Details
-
Improvement
-
Status: Resolved
-
Major
-
Resolution: Fixed
-
None
Description
When working on HDDS-5891, I found that TestOzoneRpcClientAbstract#testZReadKeyWithUnhealthyContainerReplia is markably slow.
And this is abstract test class is extended by three test classes, with one of test explicitly disabling this test case.
For instance, for me locally, the entire TestOzoneRpcClient took 2 min 15 sec to run, testZReadKeyWithUnhealthyContainerReplia alone took 2 min 9 sec. I assume it would take even longer to finish in GitHub Actions machines. Other 70+ test cases in this class mostly took tens of milliseconds to finish each.

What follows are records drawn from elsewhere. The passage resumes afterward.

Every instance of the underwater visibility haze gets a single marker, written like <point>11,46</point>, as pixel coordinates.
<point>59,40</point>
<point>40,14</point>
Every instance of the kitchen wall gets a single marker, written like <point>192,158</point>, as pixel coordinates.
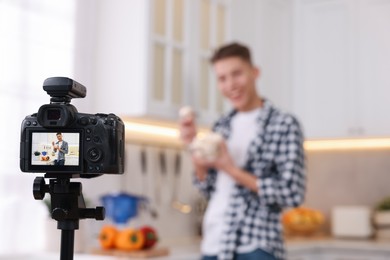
<point>346,178</point>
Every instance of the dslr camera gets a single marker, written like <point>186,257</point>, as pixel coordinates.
<point>58,140</point>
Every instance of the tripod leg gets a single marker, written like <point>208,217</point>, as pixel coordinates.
<point>67,244</point>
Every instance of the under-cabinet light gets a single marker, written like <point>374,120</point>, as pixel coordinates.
<point>347,144</point>
<point>168,134</point>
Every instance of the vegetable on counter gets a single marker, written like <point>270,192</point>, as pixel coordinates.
<point>130,239</point>
<point>150,235</point>
<point>127,239</point>
<point>108,236</point>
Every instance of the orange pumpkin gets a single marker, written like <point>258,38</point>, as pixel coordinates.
<point>130,239</point>
<point>108,236</point>
<point>302,220</point>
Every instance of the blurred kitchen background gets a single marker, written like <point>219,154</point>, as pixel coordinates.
<point>326,61</point>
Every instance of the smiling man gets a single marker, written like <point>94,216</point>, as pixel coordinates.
<point>259,170</point>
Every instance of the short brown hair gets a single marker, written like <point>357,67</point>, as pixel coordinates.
<point>232,50</point>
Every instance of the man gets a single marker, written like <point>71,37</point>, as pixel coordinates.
<point>259,171</point>
<point>60,148</point>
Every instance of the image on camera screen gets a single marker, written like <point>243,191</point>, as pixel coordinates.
<point>55,149</point>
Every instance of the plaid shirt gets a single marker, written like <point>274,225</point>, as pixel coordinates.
<point>276,158</point>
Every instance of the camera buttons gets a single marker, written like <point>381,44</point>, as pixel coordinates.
<point>84,121</point>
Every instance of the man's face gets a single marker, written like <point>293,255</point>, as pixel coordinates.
<point>236,80</point>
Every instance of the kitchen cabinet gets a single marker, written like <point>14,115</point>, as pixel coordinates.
<point>341,58</point>
<point>266,27</point>
<point>152,57</point>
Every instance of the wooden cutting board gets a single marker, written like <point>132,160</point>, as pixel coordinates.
<point>147,253</point>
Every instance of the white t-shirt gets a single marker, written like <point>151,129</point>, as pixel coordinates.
<point>243,130</point>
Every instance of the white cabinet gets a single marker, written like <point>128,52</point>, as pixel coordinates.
<point>150,56</point>
<point>265,25</point>
<point>341,58</point>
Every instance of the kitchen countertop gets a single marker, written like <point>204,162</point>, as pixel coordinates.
<point>191,251</point>
<point>302,244</point>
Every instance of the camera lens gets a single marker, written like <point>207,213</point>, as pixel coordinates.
<point>53,114</point>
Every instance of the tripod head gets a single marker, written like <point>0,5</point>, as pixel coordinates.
<point>67,207</point>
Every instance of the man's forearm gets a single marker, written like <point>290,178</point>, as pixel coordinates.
<point>243,178</point>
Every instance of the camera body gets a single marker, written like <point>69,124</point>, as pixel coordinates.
<point>59,140</point>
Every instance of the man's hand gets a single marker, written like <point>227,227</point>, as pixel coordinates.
<point>187,129</point>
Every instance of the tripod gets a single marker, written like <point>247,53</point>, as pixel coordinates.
<point>67,207</point>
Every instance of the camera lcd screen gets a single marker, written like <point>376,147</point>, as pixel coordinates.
<point>55,151</point>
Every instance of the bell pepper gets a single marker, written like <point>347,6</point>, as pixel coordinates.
<point>130,239</point>
<point>107,236</point>
<point>150,235</point>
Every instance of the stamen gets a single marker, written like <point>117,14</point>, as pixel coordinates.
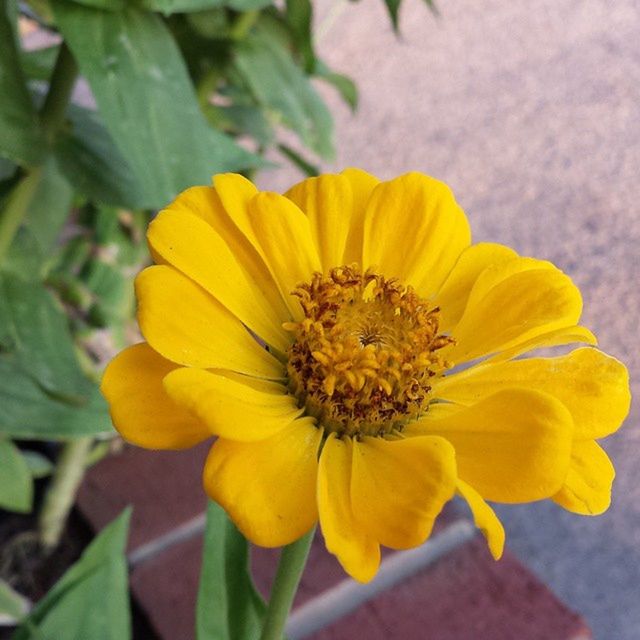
<point>365,351</point>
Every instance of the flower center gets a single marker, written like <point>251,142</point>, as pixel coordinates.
<point>365,352</point>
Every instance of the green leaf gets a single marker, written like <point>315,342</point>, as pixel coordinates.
<point>39,465</point>
<point>345,86</point>
<point>180,6</point>
<point>38,63</point>
<point>34,332</point>
<point>13,606</point>
<point>91,601</point>
<point>90,160</point>
<point>16,483</point>
<point>229,607</point>
<point>28,412</point>
<point>31,252</point>
<point>281,87</point>
<point>247,5</point>
<point>305,166</point>
<point>299,15</point>
<point>109,5</point>
<point>393,6</point>
<point>20,135</point>
<point>146,99</point>
<point>7,169</point>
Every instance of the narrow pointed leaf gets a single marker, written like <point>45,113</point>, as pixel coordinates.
<point>91,600</point>
<point>229,607</point>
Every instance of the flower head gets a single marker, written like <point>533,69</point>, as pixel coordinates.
<point>357,358</point>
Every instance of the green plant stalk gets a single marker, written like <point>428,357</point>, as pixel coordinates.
<point>292,562</point>
<point>52,114</point>
<point>61,493</point>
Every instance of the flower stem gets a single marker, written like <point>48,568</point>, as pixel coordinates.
<point>62,491</point>
<point>285,584</point>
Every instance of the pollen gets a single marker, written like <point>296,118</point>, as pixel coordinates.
<point>365,353</point>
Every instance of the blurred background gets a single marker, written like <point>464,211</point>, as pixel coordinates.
<point>531,113</point>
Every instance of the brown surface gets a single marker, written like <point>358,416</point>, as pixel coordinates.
<point>164,487</point>
<point>167,589</point>
<point>465,596</point>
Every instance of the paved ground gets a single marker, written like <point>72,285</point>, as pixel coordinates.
<point>531,112</point>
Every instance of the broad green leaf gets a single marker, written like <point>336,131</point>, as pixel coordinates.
<point>229,607</point>
<point>35,335</point>
<point>50,207</point>
<point>343,84</point>
<point>247,5</point>
<point>146,99</point>
<point>245,119</point>
<point>13,606</point>
<point>91,600</point>
<point>16,483</point>
<point>39,465</point>
<point>28,412</point>
<point>20,136</point>
<point>299,15</point>
<point>281,87</point>
<point>31,251</point>
<point>7,169</point>
<point>179,6</point>
<point>89,159</point>
<point>38,63</point>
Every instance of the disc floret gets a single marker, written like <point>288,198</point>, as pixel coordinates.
<point>365,352</point>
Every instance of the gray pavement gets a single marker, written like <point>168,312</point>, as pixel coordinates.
<point>531,112</point>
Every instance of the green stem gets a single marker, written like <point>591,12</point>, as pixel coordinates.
<point>61,493</point>
<point>285,584</point>
<point>52,114</point>
<point>63,79</point>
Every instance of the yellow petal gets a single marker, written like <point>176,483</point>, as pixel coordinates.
<point>399,487</point>
<point>357,551</point>
<point>362,185</point>
<point>485,519</point>
<point>328,202</point>
<point>189,244</point>
<point>592,385</point>
<point>587,488</point>
<point>231,409</point>
<point>268,488</point>
<point>556,338</point>
<point>454,293</point>
<point>286,242</point>
<point>525,304</point>
<point>414,230</point>
<point>199,201</point>
<point>513,446</point>
<point>235,193</point>
<point>206,203</point>
<point>186,325</point>
<point>140,409</point>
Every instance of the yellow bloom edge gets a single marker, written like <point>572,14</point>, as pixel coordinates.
<point>372,397</point>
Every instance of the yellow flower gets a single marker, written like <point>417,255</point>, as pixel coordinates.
<point>316,335</point>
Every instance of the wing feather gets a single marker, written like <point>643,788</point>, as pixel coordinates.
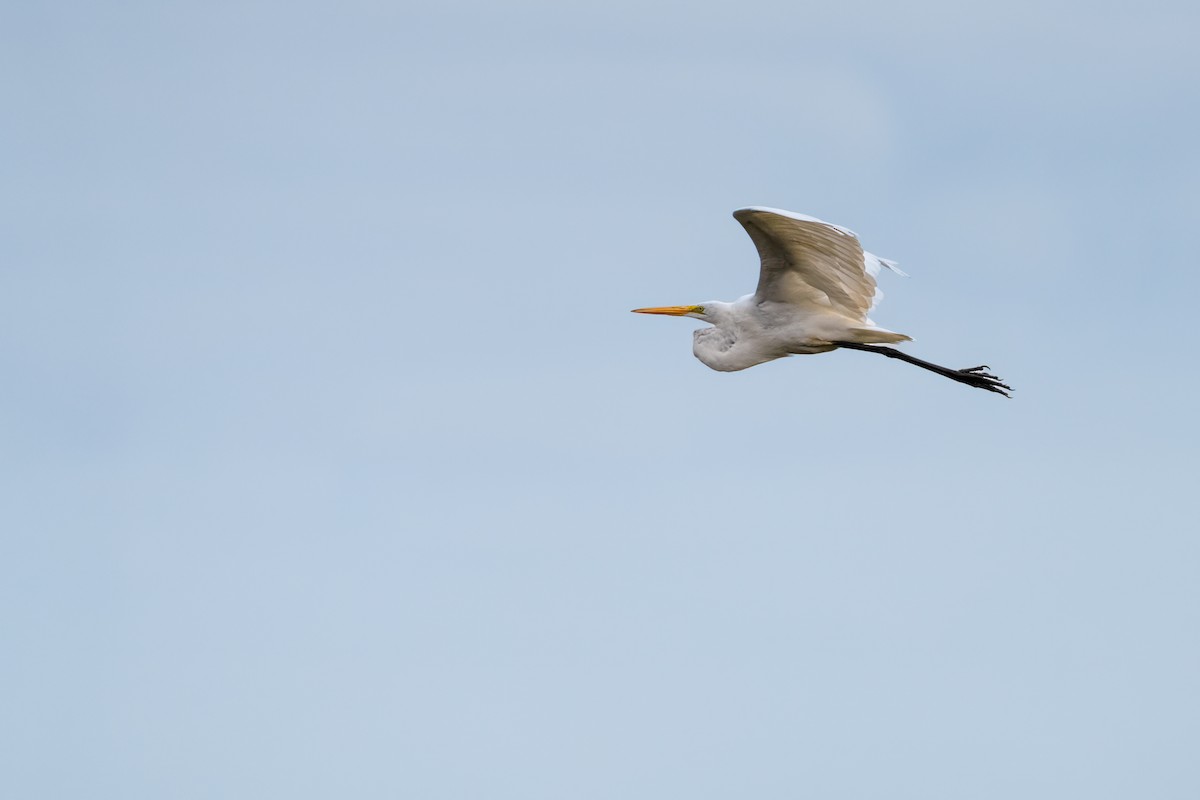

In a 2 min 9 sec run, ~90 seconds are spent on waiting for DN to be stopped:
2021-11-09 18:03:57,217 [Time-limited test] INFO ozone.MiniOzoneClusterImpl (MiniOzoneClusterImpl.java:lambda$waitForHddsDatanodesStop$3(389)) - Waiting on 3 datanodes out of 2 to be marked unhealthy. ... 2021-11-09 18:05:28,622 [Time-limited test] INFO ozone.MiniOzoneClusterImpl (MiniOzoneClusterImpl.java:lambda$waitForHddsDatanodesStop$3(389)) - Waiting on 3 datanodes out of 2 to be marked unhealthy.
Changes:
1. Setting "ozone.scm.stale.node.interval" to 10s (TestReconTasks also did this) for the test alone reduced run time from 69s to 39s, saving 60s (x2 = 120s for both test classes).
2. Moving the extra 5000ms sleep length into GenericTestUtils.waitFor() saved another 5s
3. Typo fixed in this test case method name.